Thursday 6 December 2007

The Bank of England cuts interest rates - part 2


Whatever counterinflationary credibility the Bank of England might have had, it lost it today. Their decision to cut interest rates while inflation is above the 2 percent target was utterly irresponsible. The retail price index, the most valid measure of inflation, is currently at 4.2 percent. This is an unacceptably high.

Furthermore, there is plenty of evidence that inflationary pressures are rising; food prices are increasing; world commodity prices are at all-time highs, while gas prices are scheduled to go up by 15 percent in January. Rather than cutting interest rates, the Bank of England should have increased them.

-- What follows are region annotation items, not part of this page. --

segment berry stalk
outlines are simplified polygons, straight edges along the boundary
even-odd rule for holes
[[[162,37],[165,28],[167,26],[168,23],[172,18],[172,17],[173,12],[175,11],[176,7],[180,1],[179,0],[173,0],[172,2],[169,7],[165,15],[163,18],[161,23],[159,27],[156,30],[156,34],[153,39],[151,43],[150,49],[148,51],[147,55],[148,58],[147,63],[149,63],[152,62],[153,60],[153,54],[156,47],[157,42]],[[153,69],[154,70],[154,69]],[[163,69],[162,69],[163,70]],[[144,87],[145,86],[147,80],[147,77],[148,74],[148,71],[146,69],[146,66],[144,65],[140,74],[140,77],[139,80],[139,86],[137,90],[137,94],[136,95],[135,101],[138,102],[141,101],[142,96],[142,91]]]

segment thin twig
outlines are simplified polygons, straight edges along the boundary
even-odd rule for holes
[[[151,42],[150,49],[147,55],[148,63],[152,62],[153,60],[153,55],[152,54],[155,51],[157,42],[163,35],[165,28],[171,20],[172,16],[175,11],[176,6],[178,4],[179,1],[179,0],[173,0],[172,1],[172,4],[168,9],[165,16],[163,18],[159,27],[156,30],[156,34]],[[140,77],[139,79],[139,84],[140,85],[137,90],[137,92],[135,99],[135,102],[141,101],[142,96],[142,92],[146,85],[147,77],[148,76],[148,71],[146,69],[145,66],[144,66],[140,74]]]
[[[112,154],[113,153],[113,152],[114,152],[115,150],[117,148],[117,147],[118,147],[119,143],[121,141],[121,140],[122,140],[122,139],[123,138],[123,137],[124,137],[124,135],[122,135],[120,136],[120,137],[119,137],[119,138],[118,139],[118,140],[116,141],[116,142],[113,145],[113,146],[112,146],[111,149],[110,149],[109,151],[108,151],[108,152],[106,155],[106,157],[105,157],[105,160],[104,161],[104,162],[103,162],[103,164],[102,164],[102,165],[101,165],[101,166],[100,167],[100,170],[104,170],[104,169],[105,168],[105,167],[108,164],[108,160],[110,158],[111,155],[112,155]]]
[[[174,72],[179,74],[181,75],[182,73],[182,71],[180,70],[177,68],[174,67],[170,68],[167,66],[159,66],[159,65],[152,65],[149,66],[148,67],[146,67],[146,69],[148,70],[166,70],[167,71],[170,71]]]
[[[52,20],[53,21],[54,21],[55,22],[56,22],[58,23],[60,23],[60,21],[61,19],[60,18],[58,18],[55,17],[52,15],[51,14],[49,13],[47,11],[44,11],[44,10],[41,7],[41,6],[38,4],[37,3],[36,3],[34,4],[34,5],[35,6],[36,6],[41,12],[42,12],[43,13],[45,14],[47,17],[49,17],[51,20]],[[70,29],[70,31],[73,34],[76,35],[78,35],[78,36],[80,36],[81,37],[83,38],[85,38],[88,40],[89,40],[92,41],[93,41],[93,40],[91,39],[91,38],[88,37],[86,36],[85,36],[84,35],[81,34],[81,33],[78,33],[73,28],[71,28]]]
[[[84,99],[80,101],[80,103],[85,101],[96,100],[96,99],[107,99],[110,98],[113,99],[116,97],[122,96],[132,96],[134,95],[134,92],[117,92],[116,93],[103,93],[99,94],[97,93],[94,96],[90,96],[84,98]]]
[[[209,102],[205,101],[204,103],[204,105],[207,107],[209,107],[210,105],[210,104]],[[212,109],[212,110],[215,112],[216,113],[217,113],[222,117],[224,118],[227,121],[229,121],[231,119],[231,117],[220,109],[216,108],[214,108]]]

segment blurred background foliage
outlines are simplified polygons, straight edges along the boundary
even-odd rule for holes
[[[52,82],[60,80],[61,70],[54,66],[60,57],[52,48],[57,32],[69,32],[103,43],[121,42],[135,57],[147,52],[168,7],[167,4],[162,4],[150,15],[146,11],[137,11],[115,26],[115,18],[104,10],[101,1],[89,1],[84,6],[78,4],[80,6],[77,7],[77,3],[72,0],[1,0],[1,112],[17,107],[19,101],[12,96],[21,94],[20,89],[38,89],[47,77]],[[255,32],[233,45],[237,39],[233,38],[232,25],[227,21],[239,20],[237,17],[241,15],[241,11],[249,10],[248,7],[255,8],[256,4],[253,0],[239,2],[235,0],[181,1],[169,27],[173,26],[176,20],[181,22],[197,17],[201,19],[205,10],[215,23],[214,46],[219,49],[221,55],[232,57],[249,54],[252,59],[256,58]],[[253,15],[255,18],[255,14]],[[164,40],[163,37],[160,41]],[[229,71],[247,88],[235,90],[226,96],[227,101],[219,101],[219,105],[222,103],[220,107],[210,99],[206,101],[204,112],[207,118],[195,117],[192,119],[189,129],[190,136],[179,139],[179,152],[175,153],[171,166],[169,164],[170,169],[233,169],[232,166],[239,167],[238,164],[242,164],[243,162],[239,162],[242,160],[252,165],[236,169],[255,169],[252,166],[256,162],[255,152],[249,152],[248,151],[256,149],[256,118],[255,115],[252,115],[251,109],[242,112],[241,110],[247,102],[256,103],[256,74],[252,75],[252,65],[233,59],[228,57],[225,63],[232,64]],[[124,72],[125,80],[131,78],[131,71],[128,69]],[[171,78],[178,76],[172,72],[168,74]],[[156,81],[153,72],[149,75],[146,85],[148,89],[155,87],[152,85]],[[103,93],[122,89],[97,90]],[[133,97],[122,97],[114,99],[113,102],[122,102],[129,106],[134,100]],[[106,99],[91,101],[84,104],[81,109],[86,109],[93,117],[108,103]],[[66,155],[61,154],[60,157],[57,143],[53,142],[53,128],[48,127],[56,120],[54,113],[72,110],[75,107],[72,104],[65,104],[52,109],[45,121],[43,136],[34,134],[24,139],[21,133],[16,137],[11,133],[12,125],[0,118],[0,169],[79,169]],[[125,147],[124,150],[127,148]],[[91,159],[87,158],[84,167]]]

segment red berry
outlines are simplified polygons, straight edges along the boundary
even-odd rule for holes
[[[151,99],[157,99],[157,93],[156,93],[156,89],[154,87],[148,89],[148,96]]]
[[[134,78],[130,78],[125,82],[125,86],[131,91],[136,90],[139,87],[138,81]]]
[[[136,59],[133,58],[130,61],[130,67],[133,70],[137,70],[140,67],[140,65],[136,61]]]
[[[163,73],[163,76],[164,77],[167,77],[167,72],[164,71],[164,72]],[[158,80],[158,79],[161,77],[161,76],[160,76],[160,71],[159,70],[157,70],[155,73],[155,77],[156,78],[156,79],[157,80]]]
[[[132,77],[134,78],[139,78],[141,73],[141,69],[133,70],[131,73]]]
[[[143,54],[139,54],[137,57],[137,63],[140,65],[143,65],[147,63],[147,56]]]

So why did the Bank of England feel it necessary to throw caution to the wind and cut rates today? Their own press statement hints at two explanations; bailing out housing speculators, and protecting the Banks.

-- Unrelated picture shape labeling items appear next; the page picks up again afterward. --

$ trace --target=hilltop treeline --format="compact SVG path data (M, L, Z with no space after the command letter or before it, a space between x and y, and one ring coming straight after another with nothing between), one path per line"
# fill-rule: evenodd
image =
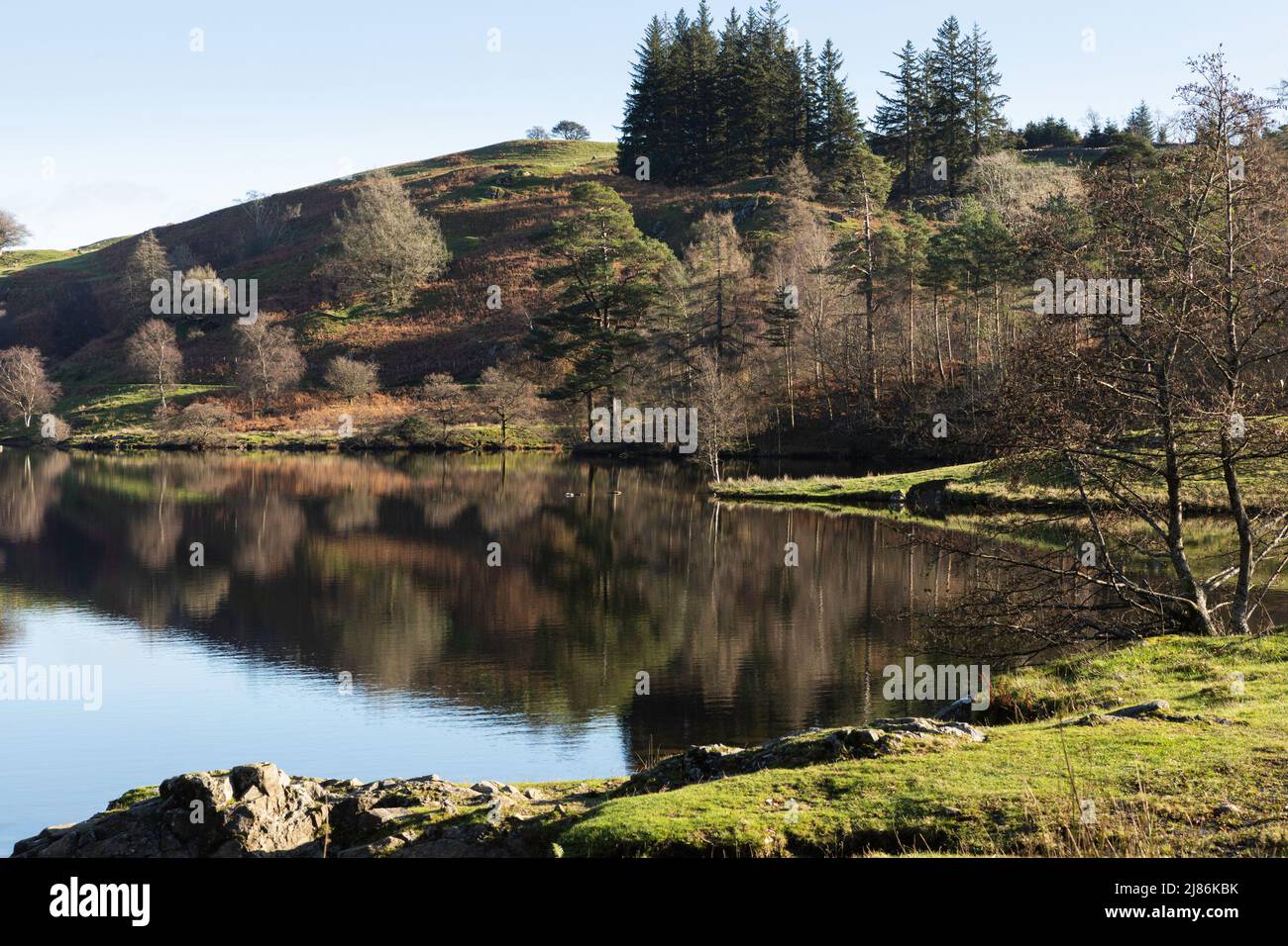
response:
M998 91L997 55L979 26L965 33L949 17L927 49L904 44L895 71L882 75L894 89L881 95L873 144L898 165L904 192L923 190L942 158L947 178L939 180L954 194L971 158L1009 143L1002 107L1010 99Z
M954 193L971 158L1011 140L997 55L978 26L965 33L949 17L927 50L908 42L885 75L895 88L881 97L872 144L898 165L903 190L917 189L942 157ZM652 180L725 181L801 154L827 192L853 176L867 148L840 49L795 44L773 0L732 12L719 31L706 3L696 18L681 10L649 23L626 99L622 174L639 174L647 160Z
M793 45L768 0L717 31L706 3L690 19L654 17L631 72L618 148L622 174L647 160L668 184L737 180L801 154L824 187L867 151L854 94L831 40Z

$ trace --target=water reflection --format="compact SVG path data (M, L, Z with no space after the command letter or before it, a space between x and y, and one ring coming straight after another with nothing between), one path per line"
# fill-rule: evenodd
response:
M797 568L783 564L790 541ZM492 542L500 568L486 564ZM189 564L193 543L202 566ZM330 690L350 673L358 699L410 698L389 710L408 725L451 725L416 717L416 699L483 713L498 734L611 722L616 771L694 743L903 712L881 701L881 668L913 646L909 611L952 600L967 579L963 562L887 523L717 505L693 467L556 457L10 450L0 454L0 561L9 609L55 605L61 622L84 626L76 614L124 619L251 676ZM108 663L108 681L130 674L162 692L135 665L144 653L125 647L130 665ZM635 692L639 671L648 695ZM245 707L231 703L251 698L198 683L184 699L232 716ZM326 727L336 710L296 700L256 712L258 735L283 759L305 725ZM153 721L113 725L113 744L146 757ZM310 771L353 775L332 759L355 737L336 731ZM380 727L361 737L380 744ZM515 772L506 745L496 758L462 748L484 767L461 777L551 777ZM383 745L389 767L372 775L402 771L403 749ZM451 739L435 750L456 752ZM559 772L612 774L586 763L569 752Z

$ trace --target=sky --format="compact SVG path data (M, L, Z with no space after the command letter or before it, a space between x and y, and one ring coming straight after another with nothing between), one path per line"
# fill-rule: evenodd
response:
M187 220L247 190L522 138L560 118L616 140L647 21L679 8L0 0L0 207L32 232L30 247L71 248ZM905 40L927 45L949 14L989 35L1012 126L1048 113L1083 124L1088 108L1121 122L1142 99L1166 115L1186 59L1218 44L1244 85L1288 79L1283 0L782 8L801 40L836 41L864 117L889 89L881 72L894 53ZM712 9L720 22L729 8Z

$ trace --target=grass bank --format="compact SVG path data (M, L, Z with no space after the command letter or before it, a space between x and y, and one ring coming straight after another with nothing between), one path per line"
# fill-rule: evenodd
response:
M985 716L983 741L877 723L689 750L629 781L305 780L349 801L304 856L1288 853L1288 635L1061 659L996 678ZM129 792L82 837L151 824L161 801Z
M1288 853L1284 635L1157 638L994 686L993 710L1027 721L989 727L984 743L611 798L568 825L562 847L587 855ZM1157 699L1170 710L1059 725ZM1090 822L1084 811L1094 812Z
M193 402L227 398L225 385L178 385L167 402L184 408ZM292 416L234 417L227 427L205 431L200 438L155 417L161 400L153 385L95 385L73 389L61 398L53 413L67 421L71 434L66 447L91 450L238 449L238 450L496 450L501 447L497 423L457 423L446 431L424 418L406 423L406 407L380 417L379 408L344 404L309 405ZM340 413L353 412L353 435L341 438L335 423ZM21 421L0 425L0 443L43 443L39 418L31 427ZM510 425L507 449L563 449L556 432L546 425Z
M1269 507L1284 501L1288 463L1279 458L1244 470L1244 499L1252 507ZM1025 463L984 461L938 466L929 470L871 476L810 476L802 479L732 479L712 483L711 492L721 499L769 503L809 503L824 506L887 503L890 494L907 494L926 484L944 485L944 505L957 508L1073 510L1082 501L1065 470L1041 459ZM1137 493L1162 501L1160 489L1140 484ZM1225 483L1217 471L1188 480L1186 506L1193 512L1225 512ZM1092 503L1106 498L1088 489Z

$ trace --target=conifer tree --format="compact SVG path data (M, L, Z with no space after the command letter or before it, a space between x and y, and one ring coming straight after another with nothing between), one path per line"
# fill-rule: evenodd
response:
M921 59L912 41L903 44L896 53L899 67L895 72L882 72L894 80L894 94L881 94L881 104L873 118L880 134L880 152L896 158L903 167L900 189L905 194L913 192L916 166L921 163L925 151L925 108Z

After years of double-digit price growth, the housing market suddenly felt the cold winds of reality. Prices are now falling and the Bank of England fear that the collapsing housing market might take consumption and ultimately growth down with it.

However, the Bank of England were quite happily to facilitate the housing bubble with low interest rates throughout most of this decade. When confronted, Bank of England staff would say "it is not the responsibility of the central bank to target asset prices." When mortgage equity withdrawal accelerated and drove consumption upwards, the Bank of England were willing conspirators. The consequence of this neglect was ten years of economic growth built upon rising household debt.

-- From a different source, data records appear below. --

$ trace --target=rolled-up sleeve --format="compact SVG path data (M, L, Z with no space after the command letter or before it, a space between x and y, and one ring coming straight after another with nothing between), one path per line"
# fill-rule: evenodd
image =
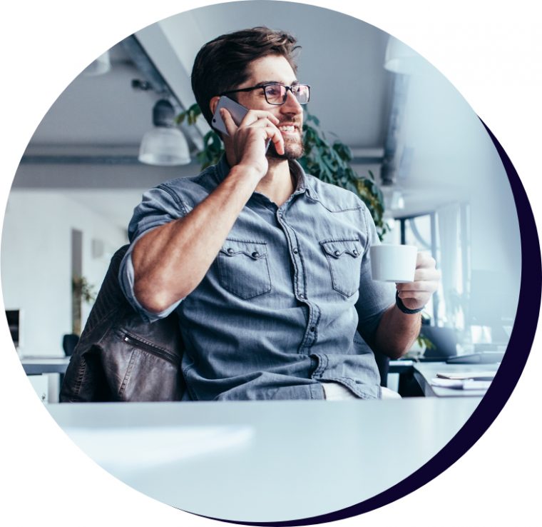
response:
M362 261L359 298L356 303L359 322L358 331L367 342L373 341L384 311L395 301L395 284L372 279L370 248L380 244L377 228L367 207L363 207L363 219L367 227L367 245Z
M130 247L124 255L118 271L121 288L131 306L147 322L154 322L169 315L182 301L178 300L160 313L145 309L138 301L133 291L134 271L132 251L138 240L150 231L183 218L191 210L185 200L170 187L160 185L145 192L141 203L134 209L128 226Z

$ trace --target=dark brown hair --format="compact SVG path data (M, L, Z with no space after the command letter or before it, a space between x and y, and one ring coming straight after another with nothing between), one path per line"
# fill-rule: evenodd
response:
M255 27L221 35L198 52L192 68L192 90L209 124L213 114L209 101L215 95L245 82L248 65L268 55L282 55L295 72L294 52L299 49L292 35L267 27Z

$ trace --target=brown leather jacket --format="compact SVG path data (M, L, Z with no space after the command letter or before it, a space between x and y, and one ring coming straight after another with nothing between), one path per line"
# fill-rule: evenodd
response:
M144 322L118 283L128 249L111 259L96 301L71 356L61 402L179 401L185 392L177 315Z

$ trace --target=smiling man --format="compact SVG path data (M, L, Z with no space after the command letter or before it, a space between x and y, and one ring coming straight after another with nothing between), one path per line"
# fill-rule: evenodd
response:
M422 255L400 298L373 281L367 207L296 161L310 95L297 47L254 28L201 49L192 84L208 122L221 96L249 111L237 126L222 110L220 162L145 193L130 224L121 287L148 321L176 311L186 398L384 396L372 350L408 350L436 288Z

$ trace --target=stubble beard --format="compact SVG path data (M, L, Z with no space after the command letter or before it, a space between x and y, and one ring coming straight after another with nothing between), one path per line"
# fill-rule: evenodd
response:
M275 148L275 144L271 143L267 149L267 156L271 159L279 161L295 161L303 156L305 154L305 146L303 145L303 137L301 134L297 137L288 137L285 139L284 141L285 153L279 154Z

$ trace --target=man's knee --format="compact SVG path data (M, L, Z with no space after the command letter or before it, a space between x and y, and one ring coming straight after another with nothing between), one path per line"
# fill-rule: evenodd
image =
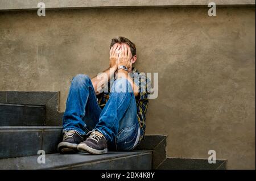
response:
M79 74L73 78L72 84L73 85L82 85L90 82L90 77L85 74Z

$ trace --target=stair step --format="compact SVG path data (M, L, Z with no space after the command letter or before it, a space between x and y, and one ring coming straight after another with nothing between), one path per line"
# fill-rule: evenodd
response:
M0 126L43 126L46 106L0 103Z
M149 150L112 152L91 155L46 154L46 163L38 163L39 155L0 159L0 169L151 169Z
M0 158L57 153L61 127L0 127Z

It was the commercial banks that betrayed this unsustainable formula that kept the UK economy growing. In the last six months the banks have begun to understand the magnitude of the debt problem in the UK. They have become increasingly reluctant to bankroll economic growth.

Understandably, the smarter banks have begun to tighten up on lending restrictions. They have also started to look at each other with more suspicious eyes. Everyone knows that UK banks are loaded with bad debts. As Northern Rock so vividly illustrated, widespread bank failure is a distinct possibility. That is why interbank interest rates have gone on a walkabout in recent months.

The Bank of England feels that an interest-rate cut will resolve all problems. Lower interest rates will encourage commercial banks to start lending to each other, and once that happens, the sector as a whole can start lending to households. Once the credit begins flowing again, house prices will begin to grow again, people will head back to the shops, and save the UK economy from recession.

What would happen if this this interest rate reduction manages to avoid a recession in the first quarter of next year? Let us suppose for a moment that house prices begin to grow again and people reengage with their credit cards and clean out the shops over Christmas. Personal indebtedness will rise, and with it, the prospect of even greater banking sector problems further down the road. The much-needed correction will be delayed, but not avoided. It will come, and the longer it takes to arrive, the more painful and protracted it will be.

Some people in the financial sector have already figured this out. The banks may try to jump off this train wreck. Credit availability may not improve despite the interest-rate cut. The economy may well slow despite the Bank of England's attempts to revive consumption. It may be tempted into cutting interest rates further. If it does, it will weaken sterling. Import prices will rise, and instead of higher consumption, the Bank of England will get raging inflation.